There is a clock with a minute hand of 20cm and a hour hand of 10cm. At what rate is the distance between the two tips changing at 4:30?

Let the distance between two tips be c and the length of two hands be a and b. And degree of the angle between two hand is i. The two hands and the distance between tips bounded a triangle. The length of two hands are known, I need to computer the distance between two tips. c^2=a^2+b^2-2abcos(i) In order to find the rate of change, we need to take the first derivative. 2c*dc/dt=2absin(i)*di/dt. At 4:30, i=pi/4, c^2=20^2+10^2-2*20*10*sin(pi/4). Then I get c=14.74. di/dt is same as the difference between the rate of change of two hands.
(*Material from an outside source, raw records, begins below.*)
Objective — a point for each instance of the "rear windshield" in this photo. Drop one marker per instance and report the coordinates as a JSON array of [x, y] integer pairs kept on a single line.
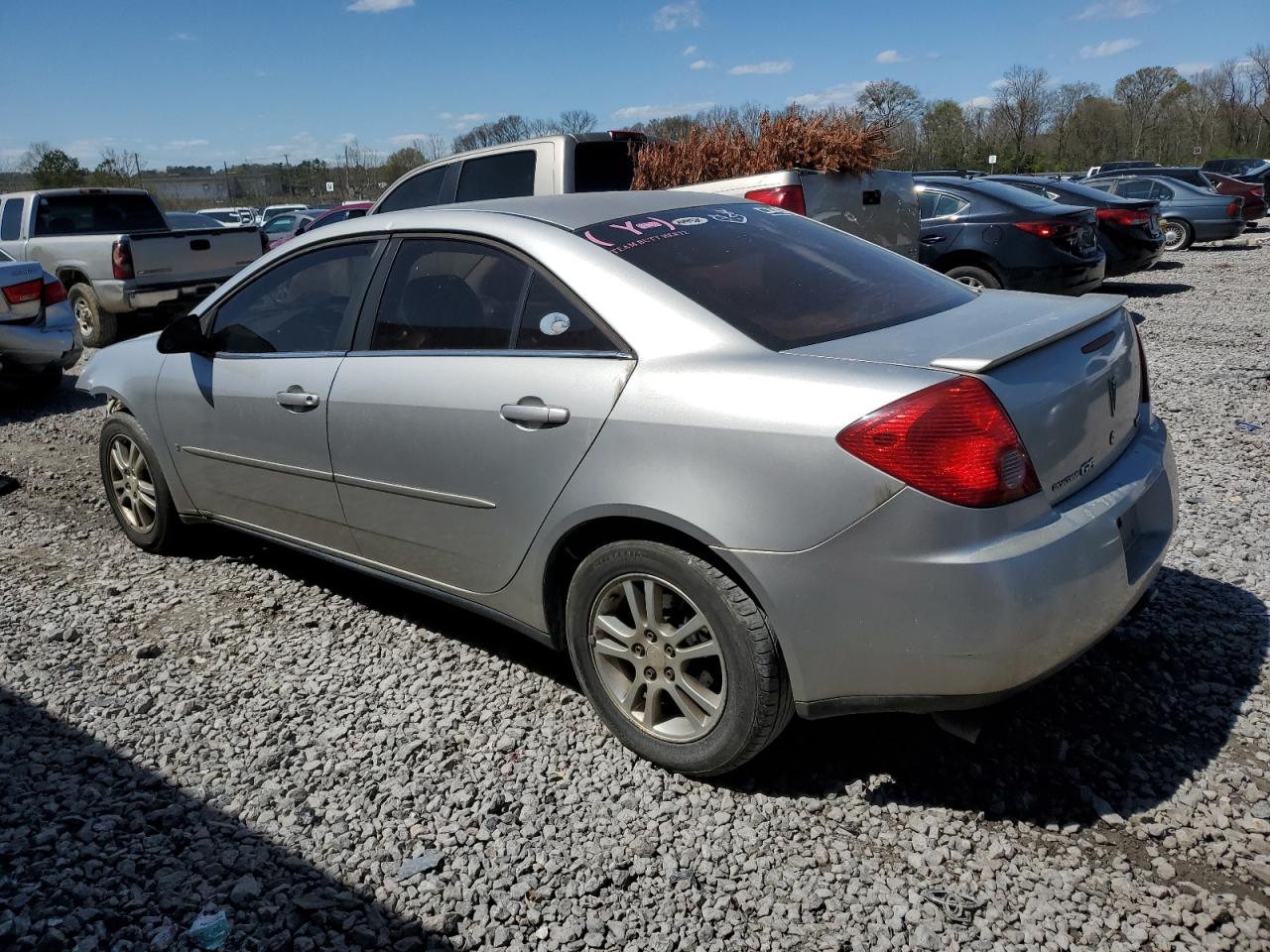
[[602, 167], [96, 214], [779, 278]]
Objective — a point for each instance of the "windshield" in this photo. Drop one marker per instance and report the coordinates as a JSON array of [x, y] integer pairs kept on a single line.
[[96, 214], [781, 280]]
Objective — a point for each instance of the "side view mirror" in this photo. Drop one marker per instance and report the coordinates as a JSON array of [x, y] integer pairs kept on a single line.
[[185, 335]]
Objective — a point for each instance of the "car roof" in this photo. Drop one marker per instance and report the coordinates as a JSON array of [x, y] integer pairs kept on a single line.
[[570, 211]]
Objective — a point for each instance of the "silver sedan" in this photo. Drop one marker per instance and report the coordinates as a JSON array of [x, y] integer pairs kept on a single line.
[[738, 463]]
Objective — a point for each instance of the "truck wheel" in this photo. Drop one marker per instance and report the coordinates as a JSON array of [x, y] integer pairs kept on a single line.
[[96, 326], [676, 657], [976, 278]]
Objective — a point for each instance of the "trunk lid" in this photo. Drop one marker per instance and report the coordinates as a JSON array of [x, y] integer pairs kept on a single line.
[[1066, 370]]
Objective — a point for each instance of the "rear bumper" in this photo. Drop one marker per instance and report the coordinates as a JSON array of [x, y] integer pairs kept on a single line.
[[1074, 277], [1218, 230], [926, 606], [33, 347], [125, 296]]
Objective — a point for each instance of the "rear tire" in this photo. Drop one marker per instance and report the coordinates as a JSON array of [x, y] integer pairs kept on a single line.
[[96, 326], [136, 489], [1179, 235], [974, 277], [705, 640]]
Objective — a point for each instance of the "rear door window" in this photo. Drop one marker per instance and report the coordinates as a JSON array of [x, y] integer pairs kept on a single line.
[[507, 176], [418, 191], [778, 277], [10, 220], [305, 304]]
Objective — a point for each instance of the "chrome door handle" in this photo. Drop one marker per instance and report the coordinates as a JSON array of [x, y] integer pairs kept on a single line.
[[296, 399], [535, 414]]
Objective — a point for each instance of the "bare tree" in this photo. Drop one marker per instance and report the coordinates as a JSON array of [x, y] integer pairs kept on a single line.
[[1064, 103], [1144, 94], [1023, 104], [576, 121], [889, 103]]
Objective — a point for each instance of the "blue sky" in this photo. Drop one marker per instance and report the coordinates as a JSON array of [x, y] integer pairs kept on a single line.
[[185, 81]]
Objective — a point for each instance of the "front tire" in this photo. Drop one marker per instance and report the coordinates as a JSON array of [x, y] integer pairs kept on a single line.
[[136, 489], [1179, 235], [971, 277], [676, 657], [96, 326]]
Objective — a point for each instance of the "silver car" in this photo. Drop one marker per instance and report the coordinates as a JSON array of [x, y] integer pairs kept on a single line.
[[737, 462]]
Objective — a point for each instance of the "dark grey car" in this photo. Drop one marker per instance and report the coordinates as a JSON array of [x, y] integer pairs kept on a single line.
[[1188, 214]]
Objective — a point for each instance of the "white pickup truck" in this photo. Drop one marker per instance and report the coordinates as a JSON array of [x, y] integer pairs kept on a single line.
[[879, 206], [113, 252]]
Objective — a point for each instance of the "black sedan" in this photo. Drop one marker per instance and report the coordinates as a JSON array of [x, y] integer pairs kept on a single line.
[[1128, 229], [991, 235]]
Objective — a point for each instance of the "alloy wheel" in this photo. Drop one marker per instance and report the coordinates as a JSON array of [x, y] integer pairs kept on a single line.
[[658, 657], [84, 316], [132, 484]]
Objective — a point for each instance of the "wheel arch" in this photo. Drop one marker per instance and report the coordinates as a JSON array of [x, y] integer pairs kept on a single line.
[[973, 259], [598, 530]]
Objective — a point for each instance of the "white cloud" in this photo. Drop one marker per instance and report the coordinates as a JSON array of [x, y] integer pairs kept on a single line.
[[1109, 48], [377, 5], [653, 112], [688, 13], [841, 94], [770, 67], [1115, 10]]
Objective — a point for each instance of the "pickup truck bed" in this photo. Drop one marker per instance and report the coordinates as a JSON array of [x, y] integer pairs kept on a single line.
[[114, 253]]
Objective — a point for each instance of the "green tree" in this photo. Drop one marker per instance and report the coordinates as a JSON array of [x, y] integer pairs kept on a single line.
[[56, 169]]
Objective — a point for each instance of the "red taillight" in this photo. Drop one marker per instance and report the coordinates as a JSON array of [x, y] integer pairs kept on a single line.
[[26, 293], [55, 293], [121, 261], [1123, 216], [788, 197], [952, 440], [1144, 390]]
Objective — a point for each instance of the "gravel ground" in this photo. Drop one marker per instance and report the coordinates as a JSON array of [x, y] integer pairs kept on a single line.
[[334, 763]]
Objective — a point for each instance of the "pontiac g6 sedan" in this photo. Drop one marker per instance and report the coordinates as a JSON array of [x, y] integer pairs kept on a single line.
[[737, 462]]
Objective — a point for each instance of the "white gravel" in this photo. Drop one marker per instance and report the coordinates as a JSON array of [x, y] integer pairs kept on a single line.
[[335, 763]]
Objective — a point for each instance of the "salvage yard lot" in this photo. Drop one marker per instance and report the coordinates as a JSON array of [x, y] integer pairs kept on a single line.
[[336, 763]]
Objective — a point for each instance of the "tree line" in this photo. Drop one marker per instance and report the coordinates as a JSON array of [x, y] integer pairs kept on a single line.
[[1030, 123]]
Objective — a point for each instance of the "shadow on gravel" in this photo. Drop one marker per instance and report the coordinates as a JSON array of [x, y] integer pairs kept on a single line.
[[1134, 289], [1128, 724], [93, 847], [22, 405]]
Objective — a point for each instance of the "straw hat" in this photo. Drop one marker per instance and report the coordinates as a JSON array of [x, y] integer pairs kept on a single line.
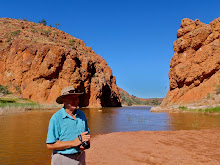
[[67, 91]]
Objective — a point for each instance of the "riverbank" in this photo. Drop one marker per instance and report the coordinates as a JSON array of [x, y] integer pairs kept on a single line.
[[213, 109], [156, 147]]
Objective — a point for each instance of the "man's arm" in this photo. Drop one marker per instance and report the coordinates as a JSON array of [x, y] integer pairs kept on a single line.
[[61, 145]]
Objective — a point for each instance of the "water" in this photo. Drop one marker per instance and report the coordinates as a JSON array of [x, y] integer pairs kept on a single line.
[[23, 135]]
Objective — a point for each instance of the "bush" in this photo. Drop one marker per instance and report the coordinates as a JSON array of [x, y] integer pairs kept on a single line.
[[218, 89], [155, 102], [43, 22], [72, 42], [46, 32], [15, 33], [4, 90], [183, 108]]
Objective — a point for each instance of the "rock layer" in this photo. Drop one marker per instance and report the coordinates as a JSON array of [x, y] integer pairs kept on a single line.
[[195, 66], [39, 61]]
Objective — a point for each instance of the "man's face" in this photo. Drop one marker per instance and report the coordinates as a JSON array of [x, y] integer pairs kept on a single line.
[[71, 102]]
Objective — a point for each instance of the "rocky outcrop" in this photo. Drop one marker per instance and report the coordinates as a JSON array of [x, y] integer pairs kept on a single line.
[[195, 67], [39, 61]]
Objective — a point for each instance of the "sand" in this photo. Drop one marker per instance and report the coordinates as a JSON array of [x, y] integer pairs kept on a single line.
[[182, 147]]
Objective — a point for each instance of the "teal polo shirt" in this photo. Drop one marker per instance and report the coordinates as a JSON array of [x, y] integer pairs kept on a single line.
[[64, 128]]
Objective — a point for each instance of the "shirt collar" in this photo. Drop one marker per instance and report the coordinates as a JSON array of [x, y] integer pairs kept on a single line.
[[64, 114]]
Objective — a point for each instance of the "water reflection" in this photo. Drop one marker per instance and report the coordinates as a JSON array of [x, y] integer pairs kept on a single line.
[[23, 136], [188, 121]]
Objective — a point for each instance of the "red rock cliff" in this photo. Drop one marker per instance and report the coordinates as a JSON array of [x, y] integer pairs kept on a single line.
[[41, 60], [195, 66]]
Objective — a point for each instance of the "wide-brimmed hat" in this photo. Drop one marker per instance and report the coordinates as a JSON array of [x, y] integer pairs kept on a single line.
[[67, 91]]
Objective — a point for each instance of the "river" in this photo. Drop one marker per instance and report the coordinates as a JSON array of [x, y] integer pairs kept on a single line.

The rate of change of minute hand is 6 degree/minute=pi/30. The rate of change of hour hand is 1/2 degree/minute=pi/360. di/dt=pi/30-pi/360=11pi/360. Now, I get all the value I need, just plug in. 2*14.74*dc/dt=2*10*20*sin(pi/4)*11pi/360, dc/dt=0.92cm/minute.

A student made his Frisbee on roof of the common block in Walter Gage Residence. He finds 20-feet-long a ladder which leans against wall in order to climb on the roof. He does not set the ladder well, the bottom of the ladder slides away from the building horizontally at a rate of 3 ft/sec. So how fast is the ladder sliding down the house when the top of the ladder is 16 feet from the ground?

When the ladder leans against wall, the ladder, the wall and the ground between them form a right triangle. According the Pythagorean theorem, square of the height of the wall(h) and square of the length of the ground(l) between the ladder and the wall equals square of the length of the ladder, which is h^2+l^2=20^2. When the top of the ladder is 8 feet from the ground, 16^2+l^2=20^2, so we solved for l, the answer is 12. Then take the derivative of the equation for both sides, 2h*h’+2l*l’=0. As we known, h=16, l=12 and h’=-3 because it slides down, 2*16*(-3)+2*12*l’=0. We can get l’=4 ft/sec.